KCET Cutoff Parser - Explained

Pain Point

The default cutoff list from KEA is huge and confusing. Creating a custom table for specific filters would help in the Application process. I had this pain point while I was applying and recently when my brother was.

The idea here is to act like a filter and get consistent data. But the major setback is parsing the damn cutoff PDF, which is extremely tight, has less padding, and in weird table format.

Tech Stack

I wanted to keep tech-stack simple, as I wanted to focus more on improving PDF table parsing. The app frontend is built using React + Primereact and the backend is running onFrappe connected to MariaDB, hosted on DigitalOcean.

Solution

Now I started with tabula-py, but it missed a lot of rows. For starters, it had issues where for a single row that has let’s say 20 columns, 4 column’s data will be in 1 row, then some x columns data will be in 2 rows, and so on. No pattern, pure randomness. Tried writing a logic for it, but also explored other alternatives simultaneously.

Screenshot from 2024-06-30 17-49-48.png

Screenshot from 2024-06-30 17-50-35.png

value aggregation problem screenshots

The second approach was using OCR, the output was decent but required some cleanup. But it in some way resolved the value aggregation issue. So the idea was to use OCR and convert PDF tables to CSV sheets.

But there’s one more problem, if you don’t scale down the table(in Google Sheets) and export, you’ll have value aggregation again, which seems like a nightmare to solve. So I scaled it down to 70-80% and then exported it in A3 Landscape sheet format with custom page breakups.

Now using this CSV sheet, I was able to populate my DB. There are issues still with consistency, looking for other alternatives. But this has to go with MVP. I want something to be live and get critical feedback on my work. Don’t wanna waste time figuring out an optimized approach and then release. I thought if I could set up the pipeline, I would be able to improve data quality later on.

I did the same; after 2 months of effort, the app is in the MVP stage. So I have planned to deploy it. I plan to improve things, like exporting the cutoff sheet as CSV and exposing CRUD APIs to allow development on top of existing KCET Cutoff Data.

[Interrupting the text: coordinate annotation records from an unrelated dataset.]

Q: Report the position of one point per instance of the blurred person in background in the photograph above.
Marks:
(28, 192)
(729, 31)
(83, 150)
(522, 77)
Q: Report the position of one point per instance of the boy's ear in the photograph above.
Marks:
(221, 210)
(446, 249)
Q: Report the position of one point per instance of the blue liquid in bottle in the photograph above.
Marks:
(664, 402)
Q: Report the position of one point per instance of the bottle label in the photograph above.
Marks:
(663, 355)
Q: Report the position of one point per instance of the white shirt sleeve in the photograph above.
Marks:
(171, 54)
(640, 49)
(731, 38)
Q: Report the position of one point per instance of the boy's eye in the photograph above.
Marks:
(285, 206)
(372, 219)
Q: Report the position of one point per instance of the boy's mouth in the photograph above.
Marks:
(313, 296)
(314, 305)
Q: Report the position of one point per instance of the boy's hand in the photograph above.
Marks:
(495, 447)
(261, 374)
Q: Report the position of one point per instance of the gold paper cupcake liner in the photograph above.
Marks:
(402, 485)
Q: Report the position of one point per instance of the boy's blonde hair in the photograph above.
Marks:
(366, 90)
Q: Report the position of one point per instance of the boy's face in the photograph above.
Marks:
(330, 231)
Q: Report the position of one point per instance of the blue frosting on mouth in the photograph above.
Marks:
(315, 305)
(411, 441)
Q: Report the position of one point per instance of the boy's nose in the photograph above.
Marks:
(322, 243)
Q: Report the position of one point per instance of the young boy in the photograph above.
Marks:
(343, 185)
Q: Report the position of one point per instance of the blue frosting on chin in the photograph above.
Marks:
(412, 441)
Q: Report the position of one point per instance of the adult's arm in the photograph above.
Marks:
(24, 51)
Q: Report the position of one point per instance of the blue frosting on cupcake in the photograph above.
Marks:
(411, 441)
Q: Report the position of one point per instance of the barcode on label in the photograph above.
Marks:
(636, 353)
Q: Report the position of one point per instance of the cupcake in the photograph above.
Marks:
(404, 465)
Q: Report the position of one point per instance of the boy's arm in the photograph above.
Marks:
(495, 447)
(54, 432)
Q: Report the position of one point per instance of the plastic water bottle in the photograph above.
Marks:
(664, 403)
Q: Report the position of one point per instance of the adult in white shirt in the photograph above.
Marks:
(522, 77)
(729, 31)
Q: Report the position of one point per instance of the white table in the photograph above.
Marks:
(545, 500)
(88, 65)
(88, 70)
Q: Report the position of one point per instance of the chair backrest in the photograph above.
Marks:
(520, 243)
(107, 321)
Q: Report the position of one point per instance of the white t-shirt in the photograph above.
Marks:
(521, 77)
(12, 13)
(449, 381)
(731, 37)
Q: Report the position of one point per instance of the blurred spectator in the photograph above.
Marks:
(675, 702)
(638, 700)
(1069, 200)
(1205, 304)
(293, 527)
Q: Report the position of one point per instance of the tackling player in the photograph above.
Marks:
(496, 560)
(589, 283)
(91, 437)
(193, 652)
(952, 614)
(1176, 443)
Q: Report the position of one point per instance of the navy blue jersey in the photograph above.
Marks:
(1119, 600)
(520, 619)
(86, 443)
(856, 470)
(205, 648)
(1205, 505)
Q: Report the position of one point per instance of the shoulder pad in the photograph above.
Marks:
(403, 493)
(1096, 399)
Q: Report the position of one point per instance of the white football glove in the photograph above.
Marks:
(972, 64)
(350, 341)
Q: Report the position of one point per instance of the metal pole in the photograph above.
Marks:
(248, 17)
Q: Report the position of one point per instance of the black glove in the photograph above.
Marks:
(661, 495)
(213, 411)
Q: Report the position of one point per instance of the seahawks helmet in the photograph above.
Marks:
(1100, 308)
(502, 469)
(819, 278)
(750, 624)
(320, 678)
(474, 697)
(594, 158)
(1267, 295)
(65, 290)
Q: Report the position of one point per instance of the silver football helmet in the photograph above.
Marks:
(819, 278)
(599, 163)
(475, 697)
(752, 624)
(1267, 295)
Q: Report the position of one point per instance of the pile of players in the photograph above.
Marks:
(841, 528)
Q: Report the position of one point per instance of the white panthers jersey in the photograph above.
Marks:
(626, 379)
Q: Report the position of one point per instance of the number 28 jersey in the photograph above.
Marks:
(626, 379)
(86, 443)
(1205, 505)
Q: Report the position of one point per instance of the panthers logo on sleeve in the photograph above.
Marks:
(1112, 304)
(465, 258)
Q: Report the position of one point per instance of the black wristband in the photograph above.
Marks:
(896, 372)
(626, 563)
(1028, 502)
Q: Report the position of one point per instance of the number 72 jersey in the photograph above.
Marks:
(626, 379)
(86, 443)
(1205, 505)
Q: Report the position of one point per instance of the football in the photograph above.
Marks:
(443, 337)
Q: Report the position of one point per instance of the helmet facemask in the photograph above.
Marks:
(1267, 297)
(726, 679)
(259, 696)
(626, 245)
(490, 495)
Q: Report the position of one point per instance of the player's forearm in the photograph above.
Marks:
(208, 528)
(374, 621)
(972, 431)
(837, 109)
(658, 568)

Some notes for future development:

I hate to say this, but I don’t want to continue with Frappe. The alternative would be to use Flask or Django.
Add more cutoff data for engineering. Also try to scrape and dump Medical stream’s cutoff data

Note:

Right now, it is not open for open-source development. I have to update the development backend for debugging/testing. Planning to add that once the project gets some traction or users.